Although Wednesday's rain softened the greens a touch, the players arrived to see the flags blown stiff by a westerly wind that few had experienced in practice and it turned out to be an ill-wind for McIlroy, who has now broken par just twice in 19 US Open rounds since he won in 2011.
With the pins tucked near the edges of quick, slopey greens, and a 25mph wind rippling the fescue, only those with full control of their swing survived the opening morning.
McIlroy planned to play conservatively from the tee, but he needed a hot putter to make up for a misfiring long game and trudged off without a word to the media after a 10-over 80 - his highest score in relation to par in 135 rounds at the Majors.
"Perseverance, commitment and discipline," 2013 winner Justin Rose said when asked for three adjectives to describe a one-over 71 that left him two shots adrift of early leaders Ian Poulter and Scott Piercy, who shot other-worldly 69s.
McIlroy could not be accused of lacking in any of those departments, but he failed when it came to execution, missing half the fairways and hitting just 27pc of the greens (five of 18) in regulation.
Shinnecock Hills' fairways might be generous in parts but the fescue is lethal, and McIlroy found it often, even when hitting irons from the tee.
Perhaps it would have been different had he made a 10-footer for birdie at his opening hole, the 10th.
But despite making three birdies in his round, he hit too many poor shots and was punished in US Open fashion.
Struggling in the crosswind, he missed the short 11th in the bunker right (bogey), the 12th fairway right (bogey) and the 13th right with a wedge from the centre of the fairway (bunker), three-putting from 35 feet for a double-bogey six.
He then made another six at the 536-yard, par-four 14th, where his driver sailed deep in the rough from where he could only advance the ball a few yards.
It was starting to get ugly, and after his ironic "hurray" when a 15-footer dropped for a birdie at the 15th, he took six at the uphill, 620-yard, par-five 16th after tangling with a fairway bunker.
The steady wind was playing havoc with the field, and there were some 50 yards between Mickelson's pushed tee shot at the 185-yard 17th and McIlroy's weak push.
Both got up and down for par, but while Mickelson, who shot 77, somehow turned in four-over 39 to match Jordan Spieth, who shot a 78, McIlroy was out in seven-over 42 after another missed green led to a bogey at the 18th.
His championship challenge was not quite over until he managed to double-bogey the first, losing another long iron from the tee, sending it 30 yards right into the thick grass.
His approach flew well left into more jungle, and after barely hacking his third into the bunker in front of him, he took three more to get down from there for his third double-bogey six of the day.
He missed the 252-yard second well right too and bogeyed again to go 10-over before making a four-footer at the par-five fifth and a 25-footer at the sixth for back-to-back birdies to get back to eight-over.
But he then missed the tricky seventh long and left, failing from four feet for par before dropping another shot at the ninth.
Spieth shot 78 and was in trouble from the moment he three-putted the 10th and overshot the short 11th from a greenside bunker, running up a triple-bogey six after his first chip came back to his feet.
As for Mickelson, who is trying to complete the career Grand Slam this week, the left-hander made just one birdie in his 77 despite missing only one fairway.
Poulter made three birdies and two bogeys, breaking 70 for just the fourth time in 42 US Open rounds.
"It was extremely windy, and it was extremely difficult.

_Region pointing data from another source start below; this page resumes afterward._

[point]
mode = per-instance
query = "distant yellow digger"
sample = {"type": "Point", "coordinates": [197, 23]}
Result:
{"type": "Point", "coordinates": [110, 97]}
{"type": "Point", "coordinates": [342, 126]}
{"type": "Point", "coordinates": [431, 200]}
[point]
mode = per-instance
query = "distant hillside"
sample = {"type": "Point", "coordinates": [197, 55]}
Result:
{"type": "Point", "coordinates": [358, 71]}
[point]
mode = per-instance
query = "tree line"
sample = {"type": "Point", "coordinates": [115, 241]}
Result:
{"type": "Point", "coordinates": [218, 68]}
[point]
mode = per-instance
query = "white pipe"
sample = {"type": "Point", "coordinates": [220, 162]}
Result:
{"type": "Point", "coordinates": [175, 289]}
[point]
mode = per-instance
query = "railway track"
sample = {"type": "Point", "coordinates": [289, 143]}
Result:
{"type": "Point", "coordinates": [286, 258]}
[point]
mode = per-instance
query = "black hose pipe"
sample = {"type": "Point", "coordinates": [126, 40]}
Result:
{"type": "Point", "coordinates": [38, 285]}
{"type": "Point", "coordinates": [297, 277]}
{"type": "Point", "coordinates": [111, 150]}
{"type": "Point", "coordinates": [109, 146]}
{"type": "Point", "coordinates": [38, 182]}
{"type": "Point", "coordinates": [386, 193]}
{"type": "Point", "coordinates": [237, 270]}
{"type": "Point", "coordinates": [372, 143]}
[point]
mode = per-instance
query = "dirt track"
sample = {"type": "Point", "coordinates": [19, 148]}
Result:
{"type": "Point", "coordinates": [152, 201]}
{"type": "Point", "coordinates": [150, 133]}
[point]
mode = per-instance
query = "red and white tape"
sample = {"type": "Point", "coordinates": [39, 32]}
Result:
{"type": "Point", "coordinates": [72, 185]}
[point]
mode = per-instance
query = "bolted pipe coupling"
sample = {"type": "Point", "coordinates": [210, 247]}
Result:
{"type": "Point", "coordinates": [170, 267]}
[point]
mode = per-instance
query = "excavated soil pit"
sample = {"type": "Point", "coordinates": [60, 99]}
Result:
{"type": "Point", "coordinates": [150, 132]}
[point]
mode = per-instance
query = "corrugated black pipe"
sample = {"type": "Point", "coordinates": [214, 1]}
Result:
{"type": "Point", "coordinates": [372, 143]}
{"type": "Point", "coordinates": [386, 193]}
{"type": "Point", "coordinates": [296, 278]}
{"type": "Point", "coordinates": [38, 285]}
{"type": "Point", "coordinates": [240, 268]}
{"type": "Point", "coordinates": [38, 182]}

So to come off the golf course under-par is extremely satisfying," Poulter said.
On the mindset required to do well, he said: "Patience is everything, especially this week and especially any US Open. Every one of the US Opens I've played in the past, I've been disappointed. I've been angry. I've been frustrated.
"They're tough. They're always set up difficult. They're supposed to be difficult. But shooting over-par is hard to take sometimes."
Rose, one of the pre-tournament favourites, was equally thrilled with his 71.
"Got in the car, didn't pay much attention," he said. "Arrived here, I'm like whoa, what's going on? The wind, the flags were already, you know, fluttering dead straight. So I knew I was in for a tough day when I saw that."